Reviewers like the plentiful features inside the 2007 Buick Rendezvous, contributing to praise for its spacious interior. There are two standard rows of seats, which can accommodate five passengers, and an optional third row that can hold two more. The interior is "truly spacious," says Kelley Blue Book, and the cargo area is "huge," according to Forbes.
Reviewers find the front and rear seats adequately comfortable, but have mixed opinions on the optional third-row bench. Some find it overly cramped, while others feel it's roomy compared to similar SUVs. As for interior quality, reviewers generally agree it's attractive if not luxurious. "The quality of the interior materials is better than most GM products, though there are still cheap plastics here and there," says Edmunds.
Reviewers mostly praise the comfort of the Rendezvous' seats. "The roomy cabin, with seating for up to seven, does make it a capable people mover, like a minivan," says Edmunds. The Family Car finds "the seats to be comfortable and offer good back support. Since they were power adjustable, we could play with the switches to find an ideal combination of back angle and seat height."
Front-row occupants should find the reclining bucket seats accommodating: "The front seats are up to the task of keeping the driver and front passenger comfortable during a long trek," says Forbes. Seating in the second row "is adult-sufficient but not generous", comments Automobile.com. But MSN feels that "second-row seats must be shoved fully back to allow decent legroom for tall folks."
Reviewers quibble about the optional third-row flip-and-fold rear bench seat, which can hold two additional passengers if installed. New Car Test Drive finds that this row "is somewhat cramped for adults, squeezed from the outside by the inner fenders, so it lacks leg room and hip room, and is best for kids." Kelley Blue Book, however, disagrees: "Unlike many SUVs, the Rendezvous' third-row seat can actually fit two adults."
Reviewers also find the Rendezvous surprisingly well supplied with standard features. Forbes says that "the Rendezvous is clearly packed with lots of features, many of which you can't even get on the ... Acura or Lexus."
The base model CX comes with single zone manually operated climate control, electronic cruise control, OnStar navigation with hands-free calling, Buick's exclusive QuietTuning noise-blocking technology, a leather-wrapped steering wheel with tilt-wheel, power windows, and an AM/FM stereo with CD player. Most reviewers like the ease of use of the Rendezvous' controls and gauges: "All buttons and knobs inside the Rendezvous were within easy reach for me," writes the reviewer for MSN.

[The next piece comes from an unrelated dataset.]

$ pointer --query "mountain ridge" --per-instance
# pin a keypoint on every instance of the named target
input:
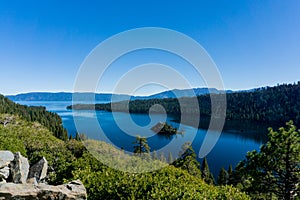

The more luxurious CXL trim adds rear audio system controls, a universal home remote, dual-zone manual and automatic climate controls with individual climate settings, a driver information center with compass and other data, programmable door locks, lockout protection and delayed locking, audio controls mounted on the steering wheel, wood grain trim on the instrument panel and doors, and a 6-disc CD changer.
Stereo and Entertainment
Kelley Blue Book complains that "you can't order the [optional] power moonroof and DVD entertainment systems together." And Automobile.com notes that "the audio/navigation system in my tester ... could not play a music CD if the navigation disc was in the CD slot. Personally I think I'd rather be lost and listening to great tunes, than be found in silence. According to the operations manual, however, an audio disc can be played in the rear seat DVD system while the in-dash CD spins the navigation disc. This is an impractical solution."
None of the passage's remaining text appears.